Wednesday, October 20, 2010

Flying over what was Yugoslavia

When I am writing this entry I am flying over parts of what was Yugoslavia: Bosnia, southern Serbia. Looking through the cloud cover, I can see some desolate hilly countryside. Back about 700 years ago all of this area was under the control of the Turks. Fairly regularly Turkish patrol groups would go into the villages to recruit the best and the brightest of the local Christian boys for service to the sultan. These newly enslaved boys were converted to Islam, brainwashed to obey without question, and given the top military and/or scholarly training of any group of people in the world other than possibly China.

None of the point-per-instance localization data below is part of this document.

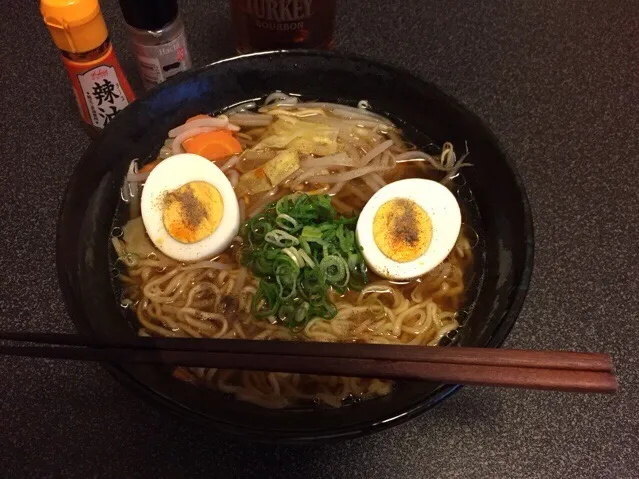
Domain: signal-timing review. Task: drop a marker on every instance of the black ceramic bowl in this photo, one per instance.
(502, 217)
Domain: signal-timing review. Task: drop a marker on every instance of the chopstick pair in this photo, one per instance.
(550, 370)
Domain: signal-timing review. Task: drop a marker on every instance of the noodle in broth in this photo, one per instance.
(212, 299)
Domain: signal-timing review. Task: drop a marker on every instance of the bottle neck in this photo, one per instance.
(89, 56)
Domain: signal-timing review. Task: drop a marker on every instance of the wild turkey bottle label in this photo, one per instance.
(282, 24)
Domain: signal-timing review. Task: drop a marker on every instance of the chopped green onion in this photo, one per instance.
(281, 238)
(294, 281)
(287, 223)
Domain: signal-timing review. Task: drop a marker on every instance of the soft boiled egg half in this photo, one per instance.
(189, 208)
(408, 227)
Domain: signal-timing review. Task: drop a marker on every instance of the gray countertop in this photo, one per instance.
(558, 82)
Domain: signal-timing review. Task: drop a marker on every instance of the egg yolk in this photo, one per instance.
(192, 212)
(402, 230)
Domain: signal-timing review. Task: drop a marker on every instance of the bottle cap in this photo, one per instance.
(149, 15)
(77, 26)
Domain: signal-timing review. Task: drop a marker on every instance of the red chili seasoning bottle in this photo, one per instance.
(78, 30)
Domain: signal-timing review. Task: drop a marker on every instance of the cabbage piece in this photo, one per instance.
(282, 166)
(305, 137)
(252, 182)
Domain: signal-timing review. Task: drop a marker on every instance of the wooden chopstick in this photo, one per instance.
(588, 372)
(454, 355)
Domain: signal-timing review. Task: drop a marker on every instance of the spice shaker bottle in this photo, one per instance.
(100, 86)
(157, 34)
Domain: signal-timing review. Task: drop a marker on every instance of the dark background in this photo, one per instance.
(557, 81)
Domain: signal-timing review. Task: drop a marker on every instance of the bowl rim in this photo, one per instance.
(499, 335)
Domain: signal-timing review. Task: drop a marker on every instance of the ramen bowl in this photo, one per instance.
(500, 215)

Just about all of any Sultan’s advisers and bodyguards were these formerly Christian slaves. The whole Ottoman Empire was run quite literally by a slave government. Friday at the symposium that I am attending is a special panel of experts who will be discussing how slavery functioned in both the Byzantine and Ottoman Empires. I have heard that during times of economic hard times, the Christian families of the Balkans were eager to give away their boys, knowing that they would have a life of privilege in Istanbul. Many times especially when the Ottoman Empire was in decline, these slave servants were the one’s selecting the next sultan. They used a system of succession that the Turk had inherited from their times as steppe nomads in Central Asia. Every son of the sultan would be strangled except for the one chosen to be the next sultan. Yikes!

1 comment:

  1. Wow! I had no idea. What a horrible fate for those boys. It will be interesting to hear about your symposium on the history of slavery in the region.